Hank stared at the man as his opinion of the Kincaids and their tactics worsened. “It didn’t.”
Sam sat back. “You like her.”
“You sound shocked. You shouldn’t be. Your sister is a good person. But maybe that’s a rare breed of Kincaid.”
Sam started to say something, but Hank interrupted. “Let’s get back to why you said you were too late. What do you know?”
Sam sighed. “The night the truce was announced, word of the marriage leaked. It wasn’t supposed to get out, but you know how packs talk.”
“Not really. Go on.”
Irritation edged Sam’s voice. “I overheard two of our pack members talking in the meeting hall parking lot. The Jenkins brothers. They’re distant relatives. They’ve always felt like they deserved more respect in the pack. A higher ranking. A bigger share of the stipend.”
“That only the men get.”
Sam made a face but continued. “They weren’t happy about the truce. They said as much in the meeting, but they disagree with ninety percent of the things my father does or the way he does them. Based on their conversation in the parking lot, they were steamed.”
He shrugged. “I didn’t think they’d do anything about it. They’re big talkers. But when my father called another meeting to confirm the marriage rumor, they didn’t show. They never miss a meeting. Or their chance to be heard.”
“So you thought what?”
Sam sighed. “That they’d come here. To make trouble. To disrupt the truce.”
“They stand to gain from that?”
“Maybe. If the truce falls through, my father will bear the shame of that since he initiated it. One of the brothers could challenge him. They’re younger and stronger.”
“Pack leadership has changed over lesser issues than failed agreements.” Though, not in the Georgia pack. A Merrow had been alpha for the last century. But, then, Merrows didn’t rule the way Kincaids did, in that all or nothing style. Merrows allowed some compromise. And treated all pack members equally.
“I may not agree with everything my sister’s done in her life, but she’s still my sister, and I don’t want to see her hurt. I’d like to stay and help you keep an eye out for the Jenkins boys.”
It was saying something that a Kincaid was asking permission to be in Nocturne Falls, but these were extenuating circumstances. Hank could keep an eye on Sam that way, too, because even if he was Ivy’s brother, he was still a Kincaid and Hank didn’t trust him. “I don’t plan on keeping an eye out for them.”
Sam’s brow wrinkled. “You don’t?”
“I plan on hunting them down. Starting tonight.” Hank slid a notebook toward Sam. “Full names and descriptions.”

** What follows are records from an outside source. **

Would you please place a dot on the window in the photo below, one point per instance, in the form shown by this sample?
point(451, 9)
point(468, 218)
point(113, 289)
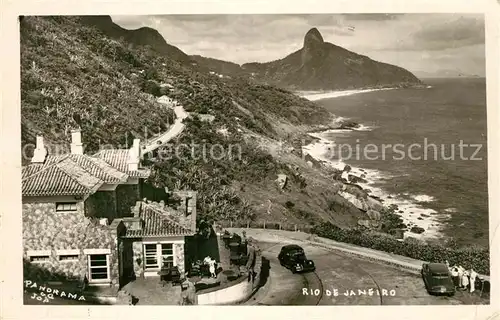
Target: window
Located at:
point(98, 267)
point(167, 255)
point(66, 206)
point(158, 255)
point(150, 256)
point(43, 258)
point(68, 257)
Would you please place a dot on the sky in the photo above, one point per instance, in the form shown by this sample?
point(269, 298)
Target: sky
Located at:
point(429, 45)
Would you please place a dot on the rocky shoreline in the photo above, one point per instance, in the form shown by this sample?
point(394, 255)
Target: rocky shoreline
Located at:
point(384, 212)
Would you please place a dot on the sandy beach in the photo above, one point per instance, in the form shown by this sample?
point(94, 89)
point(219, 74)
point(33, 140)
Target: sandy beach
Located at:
point(411, 211)
point(319, 95)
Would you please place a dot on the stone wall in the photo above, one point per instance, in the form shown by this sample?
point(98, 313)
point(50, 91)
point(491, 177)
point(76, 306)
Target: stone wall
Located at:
point(179, 256)
point(46, 229)
point(138, 258)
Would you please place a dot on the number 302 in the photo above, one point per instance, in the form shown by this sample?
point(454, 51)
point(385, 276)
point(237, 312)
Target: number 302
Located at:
point(43, 298)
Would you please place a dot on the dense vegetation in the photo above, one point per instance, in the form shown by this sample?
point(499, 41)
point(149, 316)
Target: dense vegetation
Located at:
point(74, 74)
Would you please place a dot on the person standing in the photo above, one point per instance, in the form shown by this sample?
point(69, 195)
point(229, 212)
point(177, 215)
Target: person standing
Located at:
point(465, 279)
point(473, 277)
point(460, 276)
point(454, 275)
point(211, 265)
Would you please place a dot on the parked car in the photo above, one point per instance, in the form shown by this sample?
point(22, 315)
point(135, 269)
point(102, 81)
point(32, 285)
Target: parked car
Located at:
point(437, 279)
point(293, 257)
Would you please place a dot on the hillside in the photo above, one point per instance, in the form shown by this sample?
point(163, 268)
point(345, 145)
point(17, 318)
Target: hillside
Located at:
point(75, 74)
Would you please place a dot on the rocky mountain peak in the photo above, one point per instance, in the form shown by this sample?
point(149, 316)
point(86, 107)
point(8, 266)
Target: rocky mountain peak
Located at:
point(313, 37)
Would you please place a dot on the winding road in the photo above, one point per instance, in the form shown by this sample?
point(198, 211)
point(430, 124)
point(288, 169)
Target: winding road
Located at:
point(341, 279)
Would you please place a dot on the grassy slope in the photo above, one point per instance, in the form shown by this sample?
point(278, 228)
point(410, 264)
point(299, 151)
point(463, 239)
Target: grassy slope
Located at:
point(72, 74)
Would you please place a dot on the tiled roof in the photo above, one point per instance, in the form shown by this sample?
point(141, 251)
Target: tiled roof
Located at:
point(64, 177)
point(118, 158)
point(157, 223)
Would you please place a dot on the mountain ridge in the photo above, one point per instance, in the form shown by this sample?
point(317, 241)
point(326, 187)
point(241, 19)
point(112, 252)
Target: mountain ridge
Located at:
point(318, 65)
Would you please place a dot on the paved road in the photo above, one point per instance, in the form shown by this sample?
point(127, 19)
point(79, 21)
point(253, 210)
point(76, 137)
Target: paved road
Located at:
point(174, 131)
point(337, 274)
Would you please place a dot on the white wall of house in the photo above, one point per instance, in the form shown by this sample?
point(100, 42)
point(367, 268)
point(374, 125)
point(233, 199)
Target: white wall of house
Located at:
point(158, 241)
point(53, 199)
point(131, 180)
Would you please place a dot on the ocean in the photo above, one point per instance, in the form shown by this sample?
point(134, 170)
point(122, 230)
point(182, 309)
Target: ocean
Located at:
point(443, 191)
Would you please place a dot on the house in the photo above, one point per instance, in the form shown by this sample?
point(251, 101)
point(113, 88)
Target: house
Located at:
point(84, 222)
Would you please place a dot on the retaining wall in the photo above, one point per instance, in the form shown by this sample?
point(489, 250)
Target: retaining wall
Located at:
point(241, 291)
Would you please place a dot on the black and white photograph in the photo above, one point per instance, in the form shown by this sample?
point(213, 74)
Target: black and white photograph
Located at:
point(324, 159)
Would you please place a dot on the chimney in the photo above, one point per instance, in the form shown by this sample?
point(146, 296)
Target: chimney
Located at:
point(76, 142)
point(134, 155)
point(40, 152)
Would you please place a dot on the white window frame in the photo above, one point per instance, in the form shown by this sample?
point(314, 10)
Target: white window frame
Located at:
point(39, 253)
point(155, 256)
point(158, 254)
point(74, 258)
point(67, 204)
point(68, 252)
point(108, 278)
point(163, 256)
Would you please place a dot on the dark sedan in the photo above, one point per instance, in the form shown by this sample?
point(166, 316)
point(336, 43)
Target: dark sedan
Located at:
point(437, 279)
point(293, 257)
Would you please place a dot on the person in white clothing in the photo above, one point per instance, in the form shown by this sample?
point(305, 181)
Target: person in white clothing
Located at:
point(211, 266)
point(454, 275)
point(460, 276)
point(465, 279)
point(473, 276)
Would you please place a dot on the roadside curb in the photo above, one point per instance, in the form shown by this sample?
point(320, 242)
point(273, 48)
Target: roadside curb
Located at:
point(413, 267)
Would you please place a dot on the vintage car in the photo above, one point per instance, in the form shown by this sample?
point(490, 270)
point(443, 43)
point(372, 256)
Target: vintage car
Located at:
point(293, 257)
point(437, 279)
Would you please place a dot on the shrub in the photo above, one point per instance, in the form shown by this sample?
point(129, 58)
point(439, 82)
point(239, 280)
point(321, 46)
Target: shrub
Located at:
point(468, 257)
point(289, 204)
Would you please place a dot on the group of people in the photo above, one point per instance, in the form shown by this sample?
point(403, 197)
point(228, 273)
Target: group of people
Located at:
point(463, 278)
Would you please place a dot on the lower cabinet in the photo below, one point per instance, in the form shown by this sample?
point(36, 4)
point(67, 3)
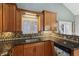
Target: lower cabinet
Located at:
point(33, 49)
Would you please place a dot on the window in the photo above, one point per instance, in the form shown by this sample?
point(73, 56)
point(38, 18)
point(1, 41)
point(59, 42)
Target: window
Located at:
point(29, 23)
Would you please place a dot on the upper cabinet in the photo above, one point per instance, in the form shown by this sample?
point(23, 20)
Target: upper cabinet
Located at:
point(18, 20)
point(7, 18)
point(49, 20)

“I can do better than that.” Sam reached into his jacket and pulled out a sheet of folded paper. “Here are their pack registrations.”
Hank unfolded it and looked at the photos on the registrations, memorizing the faces of the men who’d most probably hurt Ivy. It was unlikely they’d registered at any hotel under their real names, but it was a start.
Sam jotted a number on a piece of scrap paper, then stood. “I’ll visit Ivy in the morning, but after that I’ll come straight here. Call me if you find them before that.”
“Will do.” Hank pushed to his feet. “I’ll let my deputies know you’re allowed into her room. You can see her, but you can’t be alone with her.”
Sam grunted. “I don’t like it, but I get it. You don’t trust me.”
“No, I don’t. You could be pushing blame on the Jenkinses to hide your own guilt.”
“I would never hurt Ivy.”
“You were raised by a man who didn’t have a problem with it. Why should I think you’re any different?”
Sam frowned. “Point taken. I’d do the same thing if the situation was reversed. So while I still don’t like it, I understand. Trust is earned.”
Hank walked the man to the door. “I couldn’t agree more.”
Ivy woke up feeling like a slice of crap between two pieces of crap bread. Sun streamed through the hospital window, digging into her brain and making her cringe. She turned away from it to face the door and was greeted with a familiar silhouette.
“Sam?” He wasn’t the last person she expected to see, but it was still a shock. Albeit a pleasant one. One of Hank’s deputies moved from the hall to stand inside the door.
“Hey there.” Sam came over to the bed. The deputy stayed put. “How are you doing?”
“Achy, but not bad, considering. How did you get here so fast?”
“I was already here. Got your text when I was on the road. I had no idea what had happened to you until I called and Hank answered your phone.”
“You met him, huh?”
Sam nodded. “Seems like a good guy. Although he might not be all there.”
She frowned. “Why do you say that?”
Sam’s eyes were full of mischief. “He’s marrying you, isn’t he?”
“Says the man who can’t find a wife.” She turned onto her side, trying to find a comfortable position. Her whole body ached, and her muscles were as sore as if she’d been beaten.
“I’ll settle down when I’m good and ready.” He brushed a piece of hair off her forehead, a rare gesture since they’d grown more distant. “You look like crap, by the way.”